同じ期間のボートレース徳山の1コースの勝率は63.6%です。ボートレース好きなら「これは55.7%に収束しそうにない」と直感で分かるでしょう。

では、ボートレース浜名湖の1コースの勝率、53.0%についてはどうでしょうか。

これを割合だけで判断するのは良くないことだということは置いておいても、収束しなさそうか、しそうかは人によって意見が分かれる部分だと思います。
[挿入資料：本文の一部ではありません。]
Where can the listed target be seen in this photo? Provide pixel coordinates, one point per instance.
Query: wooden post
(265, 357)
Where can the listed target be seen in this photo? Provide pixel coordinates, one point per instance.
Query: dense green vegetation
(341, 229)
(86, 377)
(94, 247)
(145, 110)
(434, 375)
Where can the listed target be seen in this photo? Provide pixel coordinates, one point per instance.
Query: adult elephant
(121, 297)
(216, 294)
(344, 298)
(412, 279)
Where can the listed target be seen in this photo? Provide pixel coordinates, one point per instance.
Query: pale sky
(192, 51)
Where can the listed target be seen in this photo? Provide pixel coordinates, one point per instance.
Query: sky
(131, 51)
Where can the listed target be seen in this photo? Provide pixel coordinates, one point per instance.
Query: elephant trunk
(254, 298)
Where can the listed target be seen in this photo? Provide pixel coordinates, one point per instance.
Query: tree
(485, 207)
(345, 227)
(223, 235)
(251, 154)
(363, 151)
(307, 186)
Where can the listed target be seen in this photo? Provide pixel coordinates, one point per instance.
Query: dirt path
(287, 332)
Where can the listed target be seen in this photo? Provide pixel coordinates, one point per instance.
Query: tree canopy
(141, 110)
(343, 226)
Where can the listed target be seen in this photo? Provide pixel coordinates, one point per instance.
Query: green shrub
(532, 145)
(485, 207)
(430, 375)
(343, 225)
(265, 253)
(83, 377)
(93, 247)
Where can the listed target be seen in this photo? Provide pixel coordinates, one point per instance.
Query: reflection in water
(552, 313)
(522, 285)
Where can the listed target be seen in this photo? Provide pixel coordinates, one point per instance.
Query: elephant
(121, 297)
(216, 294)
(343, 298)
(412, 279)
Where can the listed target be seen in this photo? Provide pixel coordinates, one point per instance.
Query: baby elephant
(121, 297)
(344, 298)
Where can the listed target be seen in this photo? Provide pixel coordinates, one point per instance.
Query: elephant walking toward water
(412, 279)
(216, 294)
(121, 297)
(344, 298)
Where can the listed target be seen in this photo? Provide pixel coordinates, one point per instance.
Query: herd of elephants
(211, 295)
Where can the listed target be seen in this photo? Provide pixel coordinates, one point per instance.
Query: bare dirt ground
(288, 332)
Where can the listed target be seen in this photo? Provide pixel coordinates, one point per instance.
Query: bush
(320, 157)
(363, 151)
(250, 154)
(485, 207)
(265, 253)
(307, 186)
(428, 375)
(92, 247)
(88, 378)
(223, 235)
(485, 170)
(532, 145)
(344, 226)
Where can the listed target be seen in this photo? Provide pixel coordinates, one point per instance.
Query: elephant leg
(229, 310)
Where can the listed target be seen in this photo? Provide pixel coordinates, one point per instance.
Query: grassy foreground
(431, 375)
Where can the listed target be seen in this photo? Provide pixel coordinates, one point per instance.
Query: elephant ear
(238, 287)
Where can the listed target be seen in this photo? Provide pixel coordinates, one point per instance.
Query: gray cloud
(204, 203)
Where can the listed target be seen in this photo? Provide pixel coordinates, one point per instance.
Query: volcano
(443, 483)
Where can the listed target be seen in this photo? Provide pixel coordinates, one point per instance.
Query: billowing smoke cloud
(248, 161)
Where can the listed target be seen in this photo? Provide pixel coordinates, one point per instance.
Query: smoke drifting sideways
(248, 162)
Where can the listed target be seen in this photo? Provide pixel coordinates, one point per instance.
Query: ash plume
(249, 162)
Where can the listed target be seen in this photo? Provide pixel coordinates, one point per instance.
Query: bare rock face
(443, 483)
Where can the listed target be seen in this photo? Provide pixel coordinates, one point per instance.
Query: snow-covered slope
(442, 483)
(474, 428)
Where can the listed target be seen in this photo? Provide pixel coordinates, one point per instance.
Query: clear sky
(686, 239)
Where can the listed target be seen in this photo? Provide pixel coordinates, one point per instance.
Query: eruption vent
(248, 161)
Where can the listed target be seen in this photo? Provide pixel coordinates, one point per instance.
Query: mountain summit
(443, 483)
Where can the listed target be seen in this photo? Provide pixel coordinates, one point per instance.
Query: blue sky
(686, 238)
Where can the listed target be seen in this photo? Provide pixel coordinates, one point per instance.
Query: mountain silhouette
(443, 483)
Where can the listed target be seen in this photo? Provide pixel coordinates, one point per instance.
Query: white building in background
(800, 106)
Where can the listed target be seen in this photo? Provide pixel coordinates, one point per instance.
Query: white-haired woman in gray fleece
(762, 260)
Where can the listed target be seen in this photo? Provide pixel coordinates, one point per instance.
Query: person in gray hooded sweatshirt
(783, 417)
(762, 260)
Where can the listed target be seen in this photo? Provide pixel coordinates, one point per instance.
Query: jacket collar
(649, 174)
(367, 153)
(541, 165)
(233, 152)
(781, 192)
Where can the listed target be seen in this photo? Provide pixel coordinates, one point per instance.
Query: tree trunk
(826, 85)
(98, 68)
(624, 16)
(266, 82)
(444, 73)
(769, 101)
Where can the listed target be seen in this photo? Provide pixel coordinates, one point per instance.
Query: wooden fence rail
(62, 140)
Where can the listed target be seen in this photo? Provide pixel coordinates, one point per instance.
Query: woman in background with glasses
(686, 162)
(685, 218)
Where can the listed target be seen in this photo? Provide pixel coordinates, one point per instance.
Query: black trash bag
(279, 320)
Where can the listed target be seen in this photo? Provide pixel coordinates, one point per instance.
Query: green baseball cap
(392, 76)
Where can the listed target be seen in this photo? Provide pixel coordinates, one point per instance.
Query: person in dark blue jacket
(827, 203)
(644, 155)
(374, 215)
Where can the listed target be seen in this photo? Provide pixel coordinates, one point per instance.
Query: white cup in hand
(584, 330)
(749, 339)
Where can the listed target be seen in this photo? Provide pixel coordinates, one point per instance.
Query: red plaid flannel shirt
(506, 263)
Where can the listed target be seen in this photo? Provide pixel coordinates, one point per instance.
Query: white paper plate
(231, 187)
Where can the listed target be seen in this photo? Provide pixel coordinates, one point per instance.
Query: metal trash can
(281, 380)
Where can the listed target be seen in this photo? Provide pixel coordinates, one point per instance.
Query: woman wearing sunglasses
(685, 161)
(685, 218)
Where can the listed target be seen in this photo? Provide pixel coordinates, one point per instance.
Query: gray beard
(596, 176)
そこで、明確な線引きをするための基準となるのが有意水準なのです。

ボートレースに当てはめることで、仮説検定における有意水準の役割が伝わったのではないでしょうか。

偶然を超えて次の的中を目指す

今回は統計学の具体的な手法「仮説検定」と、その中で使う用語「有意水準」についてお話しました。

「偶然では説明できない要素を見つけ出す」ことが鍵となる仮説検定を理解することで、ボートレースの予想精度向上にも役立てられるはずです。

難しい用語が出てきますが、一緒に統計学の面白さを探っていきましょう。